Weil ein altgedienter Lkw-Fahrer im Rahmen einer höchst umstrittenen Risk-Management-Maßnahme den Führerschein zu verlieren drohte, griff ein Experte von eurotransport.de gemeinsam mit Verdi ein und verhinderte, dass die berufliche Existenz des Fahrers vernichtet wurde.

Ich nutze meinen Blog für diese Woche, um anschaulich darzustellen, was FERNFAHRER und eurotransport.de, das gemeinsame Infoportal der ETM-Zeitschriften, abseits der klassischen Berichterstattung über den Straßengüterverkehr auch noch tun – und das mit schöner Regelmäßigkeit. Sie versuchen, Berufskraftfahrern in Not zu helfen. Dazu hat die Redaktion ein Netzwerk von Experten aufgebaut. Diese Experten beantworten die Fragen, die ihnen von Abonnenten über eurotransport.de gestellt werden. In jeder FERNFAHRER-Ausgabe findet ihr gleich ganz vorne im Heft eine Anleitung, wie das geht und für wen das Angebot kostenfrei zugänglich ist. Antworten, die von Interesse für die Allgemeinheit sind, findet ihr ebenfalls an gleicher Stelle im FERNFAHRER. Auch die feste Rubrik "Recht Aktuell" im FERNFAHRER basiert auf diesem Prinzip.

Ein Anruf von Verdi

Im FERNFAHRER 10/2018 hatte ich einen Artikel zum Thema Risk Management bei der Spedition Berners in Obergartzem veröffentlicht. Risk Management kommt dann ins Spiel, wenn in Transportunternehmen die Schadensquote steigt. Der Grund dafür sind meist viele Rangierschäden. In solchen Fällen erlegen die Versicherer den Unternehmern auf, ihre Fahrer entsprechend zu unterweisen. Bei Berners durfte ich an so einem Tag teilnehmen. Ein tolles Erlebnis, weil Unternehmer, Fahrer und Risk Manager vor Ort versucht haben, gemeinsam eine Lösung zu finden, die Schäden im Unternehmen wieder zu verringern.

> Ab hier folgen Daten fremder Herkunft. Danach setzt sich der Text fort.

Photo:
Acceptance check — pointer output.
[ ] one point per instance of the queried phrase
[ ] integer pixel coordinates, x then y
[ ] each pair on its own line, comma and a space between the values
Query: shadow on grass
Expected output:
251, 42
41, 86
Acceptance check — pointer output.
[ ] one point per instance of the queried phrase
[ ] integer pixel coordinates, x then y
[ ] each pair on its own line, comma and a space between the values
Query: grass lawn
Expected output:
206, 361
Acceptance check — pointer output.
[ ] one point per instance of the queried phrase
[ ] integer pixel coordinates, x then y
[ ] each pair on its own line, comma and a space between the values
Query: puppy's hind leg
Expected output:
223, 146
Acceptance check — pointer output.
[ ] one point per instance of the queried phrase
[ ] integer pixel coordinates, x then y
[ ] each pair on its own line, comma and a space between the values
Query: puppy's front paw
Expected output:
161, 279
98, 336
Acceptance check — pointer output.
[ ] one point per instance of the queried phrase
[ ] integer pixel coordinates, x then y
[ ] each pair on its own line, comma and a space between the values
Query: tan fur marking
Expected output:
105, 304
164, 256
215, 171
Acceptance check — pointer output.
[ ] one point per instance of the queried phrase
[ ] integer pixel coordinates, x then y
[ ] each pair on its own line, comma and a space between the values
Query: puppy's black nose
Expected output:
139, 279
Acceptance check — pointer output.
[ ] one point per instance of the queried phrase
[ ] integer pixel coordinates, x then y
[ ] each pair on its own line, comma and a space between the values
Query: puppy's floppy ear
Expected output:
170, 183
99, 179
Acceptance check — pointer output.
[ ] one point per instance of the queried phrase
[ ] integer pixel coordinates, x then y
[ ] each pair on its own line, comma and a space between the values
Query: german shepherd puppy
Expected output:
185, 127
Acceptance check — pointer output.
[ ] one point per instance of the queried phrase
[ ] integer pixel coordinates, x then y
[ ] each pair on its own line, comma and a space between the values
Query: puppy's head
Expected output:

Kaum war der Artikel erschienen, erhielt ich einen Anruf von Patrick Gerson, Fachsekretär von Verdi in Aschaffenburg, den ich sehr lange kenne und dessen erste Initiative, einen Kraftfahrerkreis zu gründen, ich schon vor bald zehn Jahre vorgestellt hatte. Er war selber Fahrer, ist heute Jurist und setzt sich über alle Maße für die Fahrer ein, die bei ihm Hilfe suchen. Gerson schilderte mir nun kurz den Fall von Peter Vetter, dessen Namen ich zu seinem Schutz geändert habe.

Das, was sich hier ereignet hat, war das komplette Gegenteil von Risk Mangement. Nachdem ich auch mit Peter im Beisein seines Betriebsrates selber sprechen konnte und dieser mir eine Vollmacht erteilte, mich an seinen Arbeitgeber und an das Risk-Management-Unternehmen zu wenden, schlug ich gleichzeitig unserem eurotransport.de-Experten für Verkehrsrecht, Matthias Pfitzenmaier vor, Peter in dieser Angelegenheit rechtlich zu vertreten.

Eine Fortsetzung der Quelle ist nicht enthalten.